Personalised most cancers therapy has suffered a current excessive profile black eye with the retraction of a number of papers from a analysis group at Duke College and a entrance web page article within the Friday, July 8, 2011 New York Occasions (“How Vivid Promise in Most cancers Testing Fell Aside“, by Gina Kolata, The New York Occasions, July 8, 2011, web page A1). Most cancers analysis has lengthy been characterised by a sequence of analysis and therapy fads, with one surprise drug or therapy after one other closely touted for a time, adopted by disappointment, after which changed by a brand new surprise drug: interferon, interleukin-2, and plenty of others within the final forty years.

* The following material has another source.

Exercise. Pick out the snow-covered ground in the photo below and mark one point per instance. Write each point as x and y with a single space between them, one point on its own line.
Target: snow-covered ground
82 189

Nonetheless, medical medical doctors and pathologists going again to Hippocrates appear to have been in a position to establish a single illness as most cancers lengthy earlier than trendy genetic strategies. It could be that there are system degree options of most cancers cells that do establish them as most cancers cells. Conventional chemotherapy medicine had been designed to kill dividing cells on the speculation that most cancers cells divide quickly. Nevertheless, wholesome cells divide additionally and conventional chemotherapy has very restricted advantages if in any respect. Solely surgical elimination of a tumor earlier than it spreads — turns into metastatic in most cancers jargon — seems to have the ability to remedy most cancers utilizing the frequent sense definition of “remedy”. Whereas concentrating on cell division largely doesn’t work, concentrating on different system degree traits of most cancers may fit.
Many readers are most likely acquainted with the idea of nanotechnology and nanorobots, normally related to Okay. Eric Drexler. One can envision tiny robots, nanorobots, that enter the blood stream, analyze every cell in flip, and selectively kill the most cancers cells. The fabrication of such nanorobots is much past our present or close to future expertise. We’re nowhere close to implementing a pc central processing unit (CPU) or a robotic at a molecular degree. Even when we might, we have no idea the right way to program a nanorobot to acknowledge a most cancers cell and distinguish it from a traditional wholesome cell.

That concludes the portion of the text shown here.